Autonomous Search for Sparsely Distributed Visual Phenomena through Environmental Context Modeling
Eric Chen, Travis Manderson, Nare Karapetyan, Peter Edmunds, Nicholas Roy, Yogesh Girdhar
AI summary
Problem
Autonomous underwater vehicles struggle to efficiently locate sparsely distributed target species on coral reefs because traditional fixed-path surveys waste battery life, and rare target detections provide no directional guidance for adaptive planning.
Approach
The method uses a single labeled image to initialize a one-shot DINOv2 detector that identifies both the target species and its surrounding habitat features, then leverages the denser context signal to guide adaptive AUV movement.
Key results
- One-shot detection of three diverse coral species from a single labeled image using patch-level DINOv2 embeddings
- Online characterization of visual environmental context that provides a denser, smoother exploration signal than target detections alone
- Context-guided exploration samples up to 75% of target corals in roughly half the time of exhaustive lawnmower coverage
- Outperforms baselines using only target detections or manually defined substrata segmentation for adaptive surveying
Why it matters
Enables marine biologists and AUV operators to conduct faster, more efficient reef surveys with limited battery life, improving coral monitoring and conservation efforts.
Abstract
Autonomous underwater vehicles (AUVs) are in- creasingly used to survey coral reefs, yet efficiently locating specific coral species of interest remains difficult: target species are often sparsely distributed across the reef, and an AUV with limited battery life cannot afford to search everywhere. When detections of the target itself are too sparse to provide directional guidance, the robot benefits from an additional signal to decide where to look next. We propose using the visual environmental context – the habitat features that tend to co- occur with a target species – as that signal. Because context features are spatially denser and often vary more smoothly than target detections, we hypothesize that a reward function targeted at broader environmental context will enable adaptive planners to make better decisions on where to go next, even in regions where no target has yet been observed. Starting from a single labeled image, our method uses patch-level DINOv2 embeddings to perform one-shot detections of both the target species and its surrounding context online.

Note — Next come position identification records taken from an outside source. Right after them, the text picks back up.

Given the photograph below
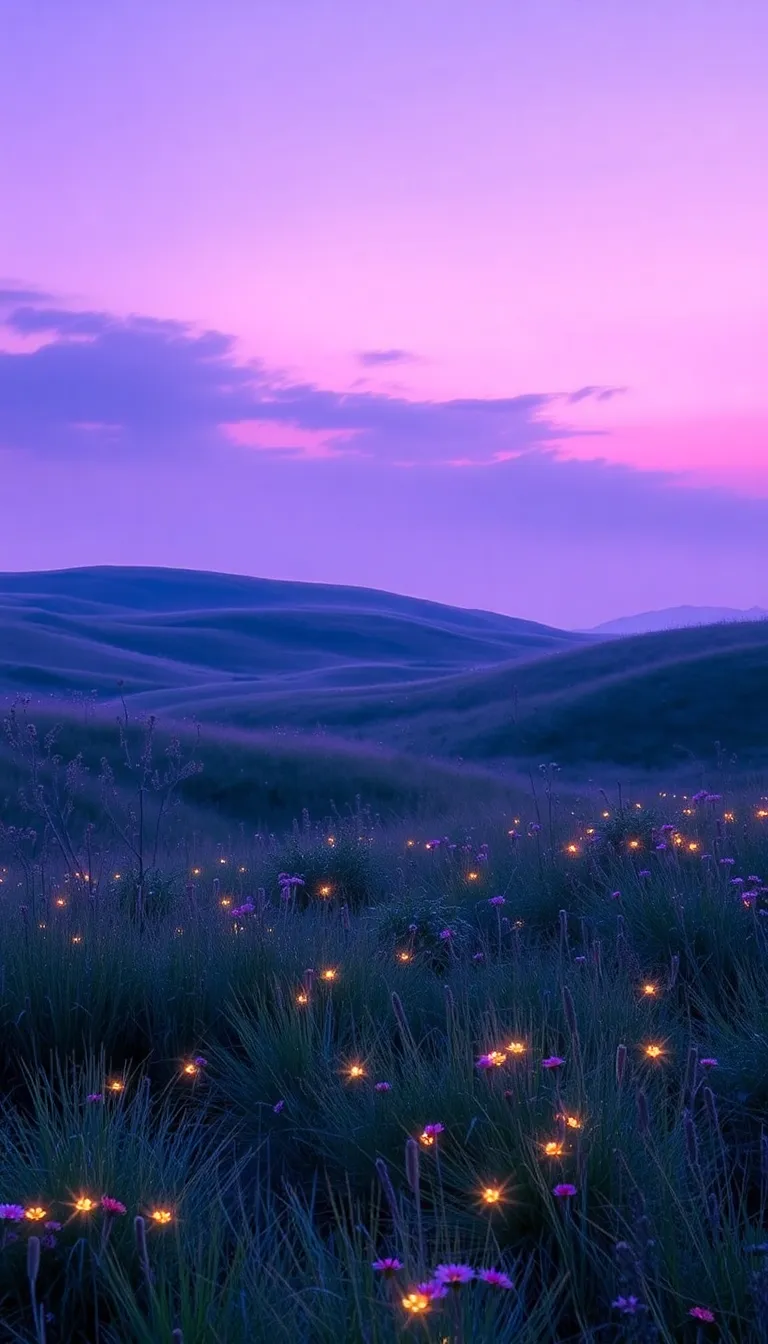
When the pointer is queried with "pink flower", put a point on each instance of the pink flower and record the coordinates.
(701, 1313)
(433, 1130)
(495, 1278)
(432, 1289)
(388, 1266)
(11, 1212)
(112, 1206)
(453, 1274)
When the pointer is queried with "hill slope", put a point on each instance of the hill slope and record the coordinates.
(163, 629)
(677, 618)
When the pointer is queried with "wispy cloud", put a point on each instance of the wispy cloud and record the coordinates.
(370, 358)
(163, 386)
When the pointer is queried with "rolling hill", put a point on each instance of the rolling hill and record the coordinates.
(677, 618)
(390, 674)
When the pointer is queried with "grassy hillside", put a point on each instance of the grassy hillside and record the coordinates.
(163, 629)
(394, 672)
(647, 700)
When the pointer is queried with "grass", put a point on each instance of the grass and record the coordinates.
(191, 1038)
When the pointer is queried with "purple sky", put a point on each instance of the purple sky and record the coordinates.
(460, 300)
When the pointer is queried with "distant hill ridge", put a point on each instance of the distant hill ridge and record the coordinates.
(677, 618)
(429, 680)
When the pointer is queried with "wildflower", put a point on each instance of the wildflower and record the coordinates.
(416, 1303)
(628, 1305)
(110, 1206)
(11, 1212)
(453, 1274)
(429, 1133)
(388, 1266)
(495, 1278)
(491, 1195)
(491, 1061)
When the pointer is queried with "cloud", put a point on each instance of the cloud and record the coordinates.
(386, 356)
(163, 386)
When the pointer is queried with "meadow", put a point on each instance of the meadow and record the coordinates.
(314, 1031)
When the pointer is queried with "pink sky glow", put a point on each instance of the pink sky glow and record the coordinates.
(436, 203)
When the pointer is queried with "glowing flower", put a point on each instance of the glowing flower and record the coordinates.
(701, 1313)
(453, 1274)
(112, 1206)
(491, 1195)
(388, 1266)
(495, 1278)
(553, 1148)
(491, 1061)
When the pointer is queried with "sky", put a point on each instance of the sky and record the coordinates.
(467, 301)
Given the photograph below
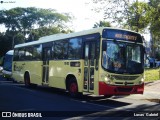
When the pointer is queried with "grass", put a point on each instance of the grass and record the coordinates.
(152, 74)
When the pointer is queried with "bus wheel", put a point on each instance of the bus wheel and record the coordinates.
(73, 87)
(27, 80)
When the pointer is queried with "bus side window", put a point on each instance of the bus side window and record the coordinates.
(21, 54)
(28, 53)
(37, 50)
(16, 56)
(75, 46)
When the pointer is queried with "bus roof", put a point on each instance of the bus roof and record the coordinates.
(55, 37)
(10, 52)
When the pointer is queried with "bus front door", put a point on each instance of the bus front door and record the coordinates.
(89, 66)
(45, 66)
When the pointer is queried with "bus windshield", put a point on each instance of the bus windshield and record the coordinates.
(8, 62)
(122, 57)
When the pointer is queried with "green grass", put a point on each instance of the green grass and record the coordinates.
(152, 74)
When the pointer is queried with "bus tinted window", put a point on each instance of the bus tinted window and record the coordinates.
(37, 50)
(28, 53)
(60, 49)
(74, 51)
(21, 54)
(16, 56)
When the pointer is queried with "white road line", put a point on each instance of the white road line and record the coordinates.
(26, 89)
(86, 102)
(29, 109)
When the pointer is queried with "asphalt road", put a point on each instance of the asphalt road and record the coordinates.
(52, 102)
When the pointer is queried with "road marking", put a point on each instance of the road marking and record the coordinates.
(29, 109)
(87, 102)
(26, 89)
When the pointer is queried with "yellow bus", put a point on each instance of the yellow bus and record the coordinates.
(100, 61)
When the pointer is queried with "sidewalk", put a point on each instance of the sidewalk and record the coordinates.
(151, 92)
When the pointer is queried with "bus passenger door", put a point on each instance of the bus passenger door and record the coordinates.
(89, 66)
(45, 67)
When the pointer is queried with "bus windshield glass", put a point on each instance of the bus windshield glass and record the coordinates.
(122, 57)
(8, 62)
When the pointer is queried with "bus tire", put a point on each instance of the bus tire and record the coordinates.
(27, 80)
(73, 87)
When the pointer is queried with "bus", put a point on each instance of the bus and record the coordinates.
(101, 61)
(7, 65)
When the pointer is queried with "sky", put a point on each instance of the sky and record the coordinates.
(84, 16)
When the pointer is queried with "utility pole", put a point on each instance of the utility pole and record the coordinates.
(137, 17)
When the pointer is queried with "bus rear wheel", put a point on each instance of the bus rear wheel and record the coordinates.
(73, 87)
(27, 80)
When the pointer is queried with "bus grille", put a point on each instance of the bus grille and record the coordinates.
(117, 77)
(124, 89)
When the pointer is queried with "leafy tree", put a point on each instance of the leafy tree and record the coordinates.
(138, 16)
(102, 24)
(32, 22)
(126, 14)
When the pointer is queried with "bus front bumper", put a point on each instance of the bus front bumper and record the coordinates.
(105, 89)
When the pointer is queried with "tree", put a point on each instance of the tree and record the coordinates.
(32, 22)
(125, 14)
(138, 16)
(102, 24)
(154, 26)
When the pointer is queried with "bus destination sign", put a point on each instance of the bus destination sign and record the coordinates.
(127, 37)
(121, 35)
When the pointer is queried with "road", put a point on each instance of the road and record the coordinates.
(51, 102)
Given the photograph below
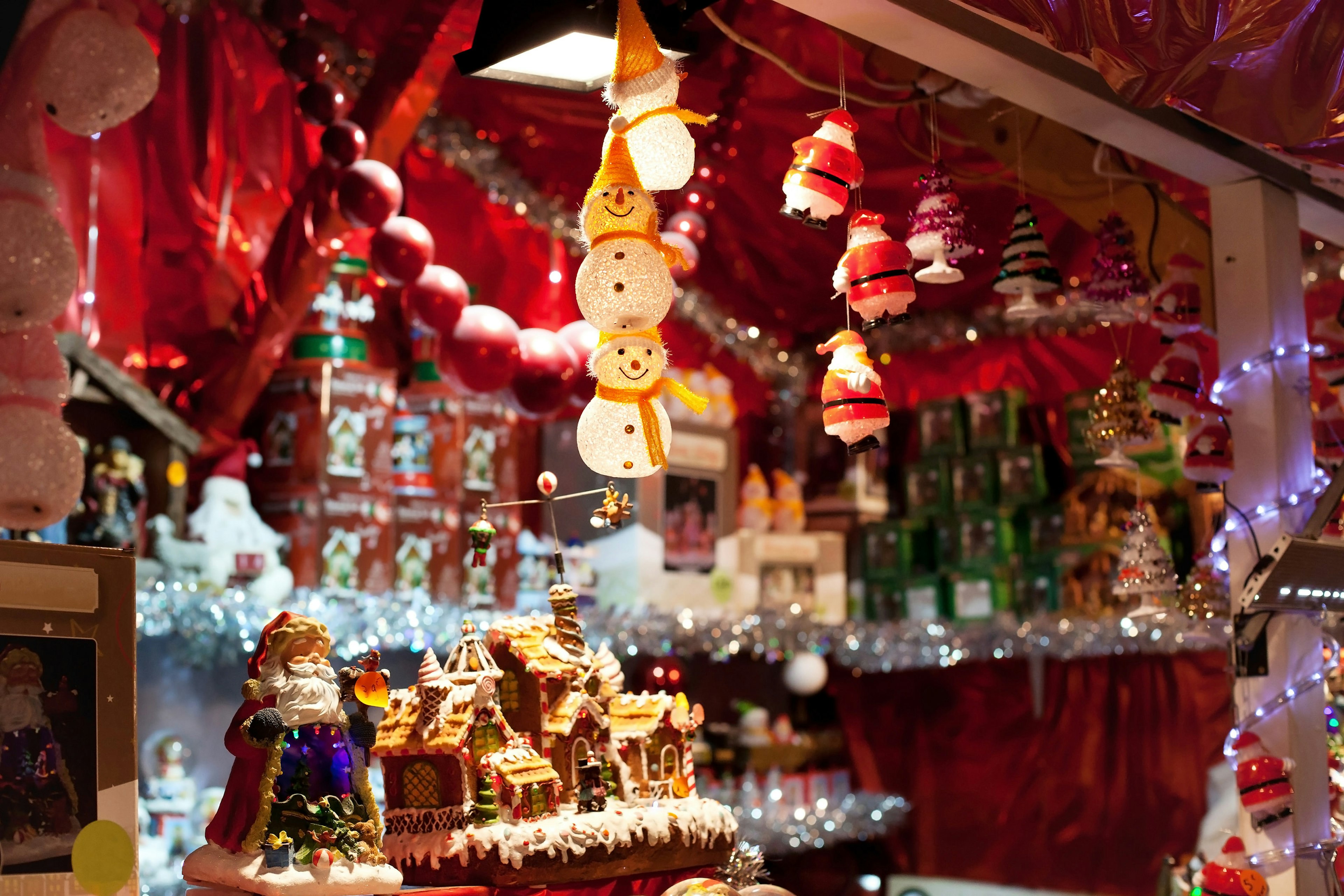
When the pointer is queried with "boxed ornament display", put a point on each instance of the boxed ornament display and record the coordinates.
(68, 691)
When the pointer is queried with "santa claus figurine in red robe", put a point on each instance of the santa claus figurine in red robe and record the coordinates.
(1232, 874)
(853, 405)
(298, 798)
(874, 273)
(1262, 781)
(826, 168)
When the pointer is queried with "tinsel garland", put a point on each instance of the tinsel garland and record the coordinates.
(211, 629)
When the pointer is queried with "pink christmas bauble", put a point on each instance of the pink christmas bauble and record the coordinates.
(401, 250)
(582, 338)
(545, 375)
(369, 194)
(437, 299)
(38, 265)
(96, 73)
(483, 351)
(343, 144)
(41, 468)
(690, 225)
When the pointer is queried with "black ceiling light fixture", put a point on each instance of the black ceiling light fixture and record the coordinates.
(568, 45)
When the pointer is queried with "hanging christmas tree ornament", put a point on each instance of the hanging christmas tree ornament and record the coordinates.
(1117, 280)
(939, 230)
(625, 432)
(623, 285)
(874, 273)
(1119, 418)
(1262, 781)
(1209, 448)
(1232, 874)
(482, 354)
(1176, 300)
(482, 532)
(1178, 383)
(401, 249)
(826, 168)
(643, 91)
(1025, 269)
(1144, 569)
(853, 405)
(546, 371)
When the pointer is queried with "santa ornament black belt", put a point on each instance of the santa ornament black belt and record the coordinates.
(827, 175)
(861, 281)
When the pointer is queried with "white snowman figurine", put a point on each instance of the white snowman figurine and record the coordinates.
(624, 432)
(623, 285)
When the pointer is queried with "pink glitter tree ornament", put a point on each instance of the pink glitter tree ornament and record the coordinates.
(939, 230)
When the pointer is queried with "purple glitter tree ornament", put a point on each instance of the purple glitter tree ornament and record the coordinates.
(1117, 277)
(939, 230)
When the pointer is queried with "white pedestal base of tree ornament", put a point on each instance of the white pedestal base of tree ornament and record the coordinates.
(216, 868)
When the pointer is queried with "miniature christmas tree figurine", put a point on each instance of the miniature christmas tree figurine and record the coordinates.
(1025, 269)
(1119, 418)
(1117, 279)
(939, 230)
(1146, 569)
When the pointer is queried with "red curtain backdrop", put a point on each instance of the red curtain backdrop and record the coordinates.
(1088, 798)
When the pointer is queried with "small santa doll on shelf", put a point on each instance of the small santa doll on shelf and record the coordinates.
(1232, 874)
(1262, 781)
(874, 273)
(826, 168)
(853, 405)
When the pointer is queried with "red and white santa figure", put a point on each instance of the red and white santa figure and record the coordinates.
(1178, 383)
(1262, 781)
(1209, 448)
(853, 405)
(874, 273)
(1176, 300)
(826, 168)
(1232, 874)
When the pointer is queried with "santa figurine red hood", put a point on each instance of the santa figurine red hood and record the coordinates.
(853, 405)
(826, 168)
(874, 273)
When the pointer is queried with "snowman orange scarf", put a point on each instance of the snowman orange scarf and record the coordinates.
(648, 417)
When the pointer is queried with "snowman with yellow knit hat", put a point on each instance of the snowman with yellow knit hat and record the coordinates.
(624, 432)
(644, 91)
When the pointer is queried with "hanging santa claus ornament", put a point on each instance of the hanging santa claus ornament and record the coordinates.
(1262, 781)
(1178, 383)
(623, 284)
(853, 405)
(625, 432)
(1176, 300)
(1025, 269)
(1232, 874)
(826, 168)
(1209, 448)
(939, 230)
(874, 273)
(643, 91)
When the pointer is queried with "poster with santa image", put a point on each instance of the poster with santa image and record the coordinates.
(49, 761)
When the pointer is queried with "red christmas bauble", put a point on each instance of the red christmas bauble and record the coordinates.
(369, 194)
(690, 225)
(320, 101)
(303, 58)
(545, 375)
(581, 336)
(437, 299)
(343, 144)
(401, 249)
(483, 351)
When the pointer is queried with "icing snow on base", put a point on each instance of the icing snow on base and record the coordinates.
(248, 871)
(570, 833)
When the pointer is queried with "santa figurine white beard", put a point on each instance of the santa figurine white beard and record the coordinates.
(306, 692)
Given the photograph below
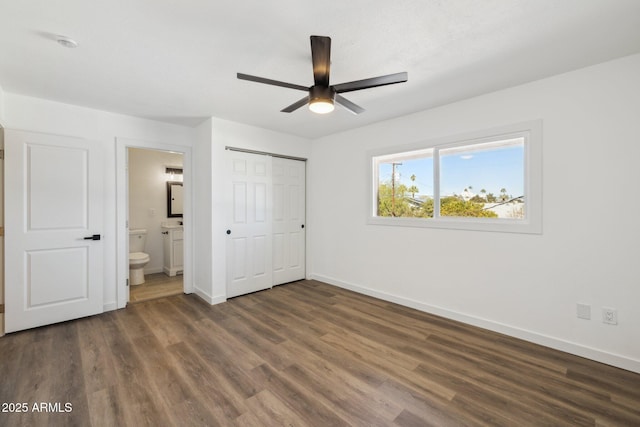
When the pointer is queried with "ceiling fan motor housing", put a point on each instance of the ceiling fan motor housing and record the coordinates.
(324, 93)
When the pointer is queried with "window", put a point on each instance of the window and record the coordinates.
(486, 181)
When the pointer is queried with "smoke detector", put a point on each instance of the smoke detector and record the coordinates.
(66, 42)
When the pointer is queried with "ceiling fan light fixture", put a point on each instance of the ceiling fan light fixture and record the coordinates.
(321, 99)
(321, 106)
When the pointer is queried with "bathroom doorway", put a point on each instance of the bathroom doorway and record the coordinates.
(155, 215)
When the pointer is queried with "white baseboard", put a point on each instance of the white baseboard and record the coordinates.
(531, 336)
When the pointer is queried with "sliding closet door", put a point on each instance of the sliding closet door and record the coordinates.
(249, 236)
(288, 220)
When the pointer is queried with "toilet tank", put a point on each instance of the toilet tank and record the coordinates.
(137, 238)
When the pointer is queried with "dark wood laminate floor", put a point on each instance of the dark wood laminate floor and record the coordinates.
(303, 354)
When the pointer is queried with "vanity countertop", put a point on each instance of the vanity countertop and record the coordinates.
(172, 226)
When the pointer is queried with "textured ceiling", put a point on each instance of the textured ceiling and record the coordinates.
(177, 61)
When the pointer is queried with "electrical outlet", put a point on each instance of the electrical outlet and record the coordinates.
(609, 316)
(584, 311)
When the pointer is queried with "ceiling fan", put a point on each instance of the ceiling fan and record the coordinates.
(321, 96)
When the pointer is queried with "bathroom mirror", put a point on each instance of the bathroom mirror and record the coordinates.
(174, 199)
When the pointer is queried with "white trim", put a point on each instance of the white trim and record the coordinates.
(577, 349)
(122, 242)
(531, 131)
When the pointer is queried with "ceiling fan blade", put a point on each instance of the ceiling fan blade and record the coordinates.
(296, 105)
(354, 108)
(321, 57)
(270, 82)
(389, 79)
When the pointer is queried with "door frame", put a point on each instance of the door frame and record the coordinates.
(122, 207)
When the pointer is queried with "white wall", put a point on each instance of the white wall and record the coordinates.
(38, 115)
(148, 198)
(588, 251)
(2, 107)
(227, 133)
(202, 208)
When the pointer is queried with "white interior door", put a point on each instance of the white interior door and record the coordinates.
(249, 240)
(54, 194)
(288, 220)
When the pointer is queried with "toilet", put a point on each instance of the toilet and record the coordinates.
(137, 257)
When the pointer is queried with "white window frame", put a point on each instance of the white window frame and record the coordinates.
(531, 131)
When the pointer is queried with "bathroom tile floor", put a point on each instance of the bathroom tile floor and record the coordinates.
(156, 285)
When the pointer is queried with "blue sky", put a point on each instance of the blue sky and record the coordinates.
(489, 169)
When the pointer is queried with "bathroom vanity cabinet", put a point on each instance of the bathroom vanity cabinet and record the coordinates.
(173, 245)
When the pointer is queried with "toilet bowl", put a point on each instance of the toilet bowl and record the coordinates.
(137, 257)
(137, 261)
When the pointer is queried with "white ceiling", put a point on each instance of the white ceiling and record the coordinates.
(177, 61)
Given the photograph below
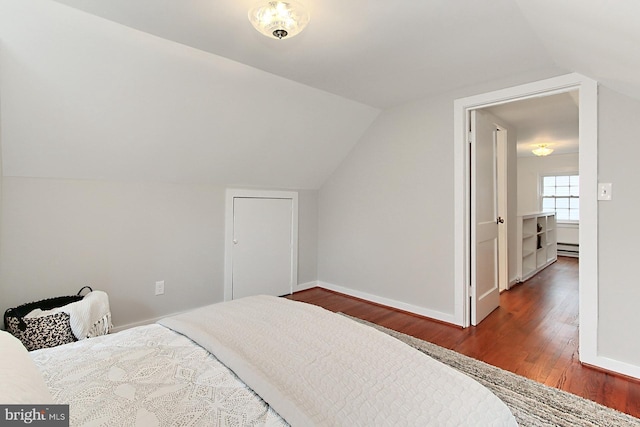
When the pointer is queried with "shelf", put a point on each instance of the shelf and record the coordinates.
(532, 258)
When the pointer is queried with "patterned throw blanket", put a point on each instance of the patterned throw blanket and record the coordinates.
(315, 367)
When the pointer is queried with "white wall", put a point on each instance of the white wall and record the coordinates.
(86, 98)
(121, 237)
(386, 215)
(618, 153)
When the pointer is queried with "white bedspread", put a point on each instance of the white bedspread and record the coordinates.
(315, 367)
(148, 376)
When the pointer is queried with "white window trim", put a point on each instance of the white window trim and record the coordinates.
(541, 191)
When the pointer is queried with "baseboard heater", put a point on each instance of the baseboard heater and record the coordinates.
(569, 249)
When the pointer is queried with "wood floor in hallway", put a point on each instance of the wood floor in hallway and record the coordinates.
(534, 333)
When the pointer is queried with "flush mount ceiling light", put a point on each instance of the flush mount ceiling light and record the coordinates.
(279, 19)
(542, 150)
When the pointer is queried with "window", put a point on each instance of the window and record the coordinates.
(561, 193)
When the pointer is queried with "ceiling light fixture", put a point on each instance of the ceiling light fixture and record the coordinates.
(279, 19)
(542, 150)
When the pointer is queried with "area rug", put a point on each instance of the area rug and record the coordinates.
(532, 404)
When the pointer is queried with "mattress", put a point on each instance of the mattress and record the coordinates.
(148, 376)
(261, 361)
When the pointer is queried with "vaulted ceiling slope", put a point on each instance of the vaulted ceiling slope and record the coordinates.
(82, 97)
(385, 53)
(380, 53)
(188, 91)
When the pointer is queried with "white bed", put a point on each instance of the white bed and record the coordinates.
(313, 367)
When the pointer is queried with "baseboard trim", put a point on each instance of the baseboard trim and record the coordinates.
(144, 322)
(614, 367)
(305, 286)
(410, 308)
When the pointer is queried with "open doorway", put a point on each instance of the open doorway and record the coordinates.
(540, 181)
(588, 232)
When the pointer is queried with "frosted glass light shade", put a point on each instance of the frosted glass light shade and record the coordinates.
(542, 150)
(279, 19)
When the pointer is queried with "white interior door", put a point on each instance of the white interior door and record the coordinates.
(262, 247)
(485, 293)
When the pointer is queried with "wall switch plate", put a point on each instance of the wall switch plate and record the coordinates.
(604, 191)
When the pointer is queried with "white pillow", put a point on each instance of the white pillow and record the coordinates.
(22, 382)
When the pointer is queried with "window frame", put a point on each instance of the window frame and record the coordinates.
(541, 194)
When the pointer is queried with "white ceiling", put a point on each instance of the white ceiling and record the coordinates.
(380, 53)
(384, 53)
(551, 120)
(176, 85)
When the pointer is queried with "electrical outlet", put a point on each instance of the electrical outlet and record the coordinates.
(604, 191)
(160, 287)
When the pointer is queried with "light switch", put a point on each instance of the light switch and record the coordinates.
(604, 191)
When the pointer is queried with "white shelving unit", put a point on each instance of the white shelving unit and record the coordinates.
(537, 244)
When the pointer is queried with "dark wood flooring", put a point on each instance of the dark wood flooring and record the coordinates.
(533, 333)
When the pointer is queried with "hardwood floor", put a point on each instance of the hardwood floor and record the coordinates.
(533, 333)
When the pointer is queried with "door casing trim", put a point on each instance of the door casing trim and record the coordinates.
(588, 160)
(233, 193)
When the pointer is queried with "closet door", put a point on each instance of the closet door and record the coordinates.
(262, 246)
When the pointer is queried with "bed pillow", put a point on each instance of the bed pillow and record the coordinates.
(21, 380)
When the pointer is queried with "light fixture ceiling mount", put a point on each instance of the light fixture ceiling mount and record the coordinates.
(542, 150)
(279, 19)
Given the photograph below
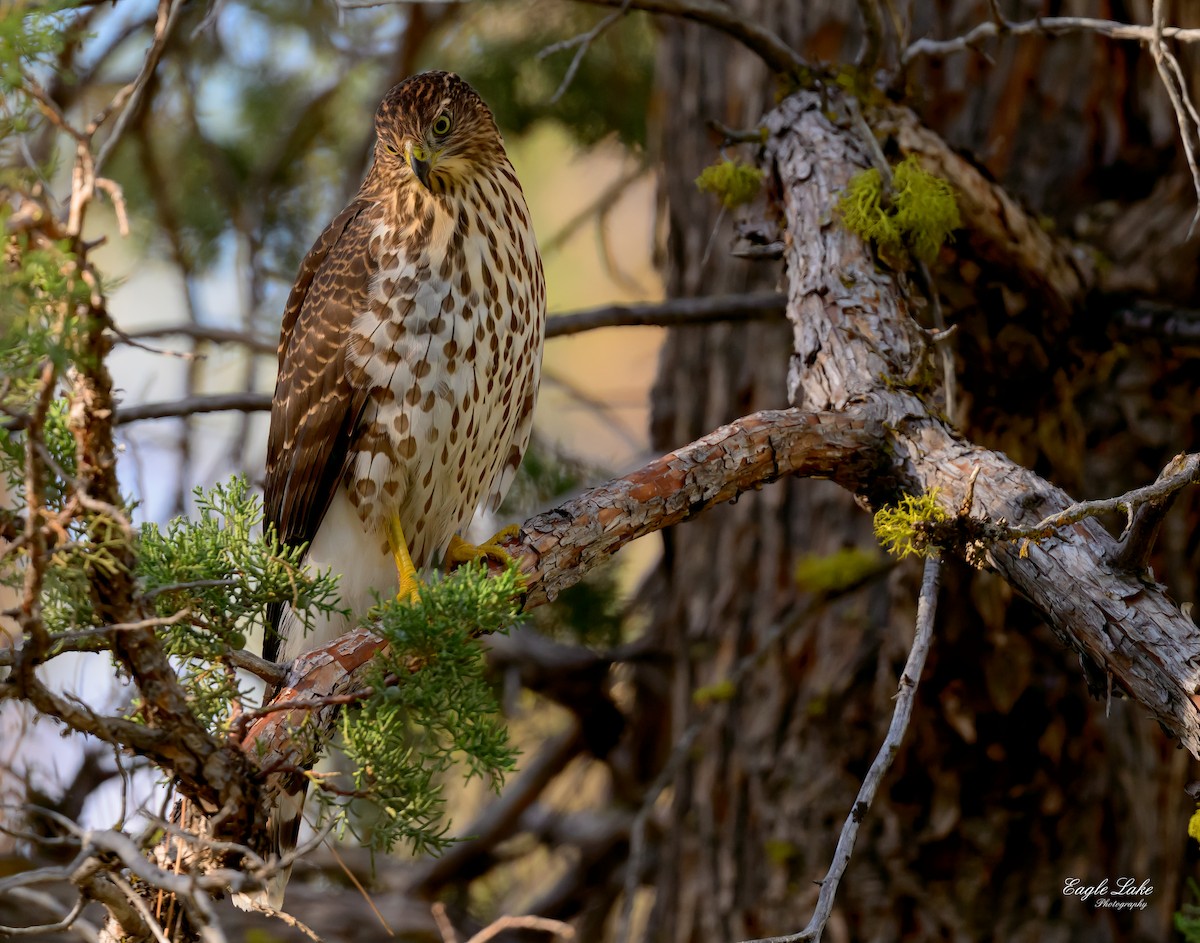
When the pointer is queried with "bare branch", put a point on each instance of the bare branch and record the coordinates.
(246, 402)
(1182, 470)
(1044, 26)
(129, 97)
(906, 696)
(561, 930)
(71, 920)
(1181, 103)
(767, 44)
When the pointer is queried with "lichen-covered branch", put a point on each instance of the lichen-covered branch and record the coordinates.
(856, 347)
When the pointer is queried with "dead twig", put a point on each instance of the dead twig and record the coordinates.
(906, 696)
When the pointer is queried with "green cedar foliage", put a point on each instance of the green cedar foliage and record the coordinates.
(431, 708)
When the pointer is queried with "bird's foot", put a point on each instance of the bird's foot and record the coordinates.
(460, 551)
(409, 583)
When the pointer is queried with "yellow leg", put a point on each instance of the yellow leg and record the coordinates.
(408, 581)
(460, 551)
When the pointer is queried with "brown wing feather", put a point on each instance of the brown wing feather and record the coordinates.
(315, 408)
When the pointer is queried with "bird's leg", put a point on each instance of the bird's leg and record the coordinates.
(408, 581)
(460, 551)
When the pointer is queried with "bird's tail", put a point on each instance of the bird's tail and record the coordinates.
(282, 828)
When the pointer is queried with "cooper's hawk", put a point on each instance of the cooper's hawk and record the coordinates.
(409, 358)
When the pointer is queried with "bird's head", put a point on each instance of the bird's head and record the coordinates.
(436, 128)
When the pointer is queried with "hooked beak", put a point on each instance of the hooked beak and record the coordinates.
(419, 158)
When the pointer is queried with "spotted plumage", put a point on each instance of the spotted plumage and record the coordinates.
(411, 352)
(409, 359)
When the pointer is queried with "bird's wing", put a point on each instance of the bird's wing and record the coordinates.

We validate our approach using real imagery collected by an AUV at two reef sites in St. John, U.S. Virgin Islands, simulating the robot’s motion offline. Our results demonstrate that one-shot detection combined with adaptive context modeling enables efficient autonomous surveying, sampling up to 75% of the target in roughly half the time required by exhaustive coverage when the target is sparsely distributed, and outperforming search strategies that only use target detections.